11 sept. 2012

Zone 4 (#9)

« Que s’est-il passé en 1983 ? » La question d’un idiot. Je l’ai posée à un syndicaliste au moment de l’amendement Copé sur la fiscalisation des indemnités d’accident du travail, fin 2009. Quelques mois plus tard, pendant la réforme des retraites, je reposai la question. « Que s’est-il passé en 1983 ? » En 1983, j’avais douze ans. Je me souviens des Cure. Je me souviens qu’un an plus tôt, c’était la guerre des Malouines. Je me souviens du mot « crise » que les adultes prononçaient comme une menace, une menace aussi palpable que des SS-20 et des missiles Pershing à tête nucléaire. « TINA », m’a répondu le syndicaliste. Il m’a montré des graphiques du FMI, des graphiques où l’on voyait qu’une part des « revenus du travail » avait été transférée vers ceux du capital.
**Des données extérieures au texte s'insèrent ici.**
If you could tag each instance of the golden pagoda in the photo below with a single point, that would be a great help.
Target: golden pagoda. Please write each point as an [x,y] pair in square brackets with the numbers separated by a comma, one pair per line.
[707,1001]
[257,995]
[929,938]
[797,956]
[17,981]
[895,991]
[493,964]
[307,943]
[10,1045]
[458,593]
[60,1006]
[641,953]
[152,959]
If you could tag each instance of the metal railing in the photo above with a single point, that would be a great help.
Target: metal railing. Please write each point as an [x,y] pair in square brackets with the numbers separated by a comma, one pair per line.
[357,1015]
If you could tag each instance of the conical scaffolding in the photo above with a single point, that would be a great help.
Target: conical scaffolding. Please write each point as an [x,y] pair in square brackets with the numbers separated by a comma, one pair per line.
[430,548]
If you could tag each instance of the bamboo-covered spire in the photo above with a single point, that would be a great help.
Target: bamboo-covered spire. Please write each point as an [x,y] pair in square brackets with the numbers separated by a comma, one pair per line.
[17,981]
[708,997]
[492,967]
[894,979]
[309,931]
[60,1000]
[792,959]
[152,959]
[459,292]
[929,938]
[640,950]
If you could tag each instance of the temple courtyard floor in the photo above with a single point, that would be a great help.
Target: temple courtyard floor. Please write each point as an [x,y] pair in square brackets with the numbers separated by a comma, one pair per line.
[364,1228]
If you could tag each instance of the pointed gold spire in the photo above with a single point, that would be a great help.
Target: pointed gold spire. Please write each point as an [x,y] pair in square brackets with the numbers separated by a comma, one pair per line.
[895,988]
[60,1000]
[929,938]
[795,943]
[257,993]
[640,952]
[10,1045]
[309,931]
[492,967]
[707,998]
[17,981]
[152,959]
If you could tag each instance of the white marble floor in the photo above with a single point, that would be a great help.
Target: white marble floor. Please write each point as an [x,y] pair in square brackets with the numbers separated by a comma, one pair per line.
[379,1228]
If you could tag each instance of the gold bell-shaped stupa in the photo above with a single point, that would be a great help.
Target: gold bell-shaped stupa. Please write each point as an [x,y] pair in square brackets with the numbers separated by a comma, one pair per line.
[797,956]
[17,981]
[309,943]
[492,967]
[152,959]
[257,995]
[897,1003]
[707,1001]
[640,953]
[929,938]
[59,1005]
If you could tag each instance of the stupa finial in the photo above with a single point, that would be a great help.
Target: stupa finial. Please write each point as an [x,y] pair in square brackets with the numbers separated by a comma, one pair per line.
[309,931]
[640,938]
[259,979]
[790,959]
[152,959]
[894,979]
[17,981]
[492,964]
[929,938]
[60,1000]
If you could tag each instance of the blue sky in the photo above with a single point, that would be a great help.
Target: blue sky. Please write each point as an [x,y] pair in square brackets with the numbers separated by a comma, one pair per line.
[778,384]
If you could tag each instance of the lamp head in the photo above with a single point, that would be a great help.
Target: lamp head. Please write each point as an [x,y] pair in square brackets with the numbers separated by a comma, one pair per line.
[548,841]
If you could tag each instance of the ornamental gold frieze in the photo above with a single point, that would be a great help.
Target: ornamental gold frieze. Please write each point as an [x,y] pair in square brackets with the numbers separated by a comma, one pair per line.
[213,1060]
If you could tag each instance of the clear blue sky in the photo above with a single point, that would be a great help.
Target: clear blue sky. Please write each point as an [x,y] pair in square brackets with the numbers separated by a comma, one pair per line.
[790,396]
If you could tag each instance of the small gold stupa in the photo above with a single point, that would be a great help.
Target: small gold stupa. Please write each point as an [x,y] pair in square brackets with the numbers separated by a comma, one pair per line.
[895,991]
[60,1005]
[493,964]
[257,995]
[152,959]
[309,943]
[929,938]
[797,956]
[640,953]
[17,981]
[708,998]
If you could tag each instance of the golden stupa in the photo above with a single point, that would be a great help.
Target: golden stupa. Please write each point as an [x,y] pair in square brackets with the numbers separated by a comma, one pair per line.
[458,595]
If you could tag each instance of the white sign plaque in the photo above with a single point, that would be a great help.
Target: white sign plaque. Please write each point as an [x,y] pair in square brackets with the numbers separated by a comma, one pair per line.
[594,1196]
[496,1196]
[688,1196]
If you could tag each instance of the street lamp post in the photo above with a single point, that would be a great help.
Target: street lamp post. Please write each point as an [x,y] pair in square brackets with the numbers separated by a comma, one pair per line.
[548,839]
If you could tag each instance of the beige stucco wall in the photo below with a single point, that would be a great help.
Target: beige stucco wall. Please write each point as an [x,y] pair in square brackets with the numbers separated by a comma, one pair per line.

Il a développé l’acronyme TINA : There Is No Alternative. Après la Libération, me disait-il, les patrons rasaient les murs, puis, au début des années quatre-vingt, ils ont eu Thatcher et Reagan. En 1983, avec Thatcher et Reagan, la Peur est devenue le levier politique de l’idéologie libérale. La Peur — qu’ils avaient échoué à installer par le sang dans les années de plomb —, avait maintenant deux porte-parole démocratiquement élus : un ancien acteur d’Hollywood et une fille d’épicier. Des gens auxquels les peuples pouvaient s’identifier. À partir de 1983, cette idéologie de la peur n’a jamais cessé de nous murmurer : Vous N’avez Pas le Choix. C’est ÇA ou la Mort. En 1983, nous sommes devenus des monstres, la Peur nous avait contaminés.


2.2

Les premiers décontaminateurs rroms furent envoyés à S cinq ans après la catastrophe, en 1988. Selon les experts, l’hiver ne devait plus durer, mais ils se trompaient. Malgré tout, hommes, femmes et enfants furent jetés dans des cars PepsiCo et transportés dans des centres de rétention. Des auxiliaires de santé se saisirent d’eux (sans un mot) et leur injectèrent le produit. On leur mit un bracelet-émetteur à la cheville. On leur interdit de sortir de S. À vie. Comme tous les autres habitants, du reste.
Ceux qui s’opposèrent furent liquidés. L’autorité de santé publique (la seule administration encore en place et qui avait pris le contrôle de S sous la discrète protection de PepsiCo) forma quelques personnels locaux (dont le père d’Achille) aux rudiments de la tératologie. On leur promit dix kiloyuans par monstre.
Le père d’Achille prit le commandement du groupe A. Le groupe A était constitué de décontaminateurs venus de Roumanie. Ils étaient connus dans S pour avoir tenus des emplois illégaux chez les sous-traitants PepsiCo. Les Roumains de Jesse M. ne se revendiquaient pas en tant que Rroms, mais tout le monde s’en foutait, l’ex-Royal Marine en premier lieu. Pour tous, ils étaient les « Rroms ». Pendant deux ans, les décontaminateurs reléguèrent deux mille six cents deux monstres dans la Zone 4. Mais il apparut très vite que la tâche serait sans fin. En outre, le salaire promis n’arrivait pas.
Aucun commandant de groupe ne fut immunisé. Jesse fut contaminé dans des conditions atroces deux mois après la naissance de son fils et fut relégué par ses propres hommes. Lorsque les décontaminateurs comprirent que l’autorité de Santé publique ne les paierait jamais, ils trouvèrent des hommes disposés à les aider. Ces hommes étaient des commerciaux des groupes agro-alimentaires, et, puisqu’ils opéraient sur S, ces derniers appartenaient à PepsiCo. Les hommes de PepsiCo leur fournirent des armes de poing et des fusils d’assaut. Ils provisionnèrent leurs comptes à hauteur de cinquante kiloyuans par tête de pipe.
Ce fut un massacre. Et la population applaudit.
Achille entendait nettement le chant des décontaminateurs s’élever derrière les ronciers. Ils avaient établi leur campement dans les blockhaus qui surplombaient la falaise. Ces hommes avaient « servi » sous son père. Achille se demandait ce qu’aurait pensé Jesse du massacre des fonctionnaires de l’autorité de Santé publique. Probablement aurait-il conduit l’assaut, pensa-t-il, ces salauds avaient condamné S à un sort inhumain.
Achille coupa le moteur de la 102. La musique lui arrivait par bribes, avec la brise.
Les décontaminateurs étaient installés au stand de tir. Ils l’attendaient. Achille monta la caméra sur trépied et pressa le bouton REC. Achille sortit le fusil d’assaut du sac de sport et commença à tirer.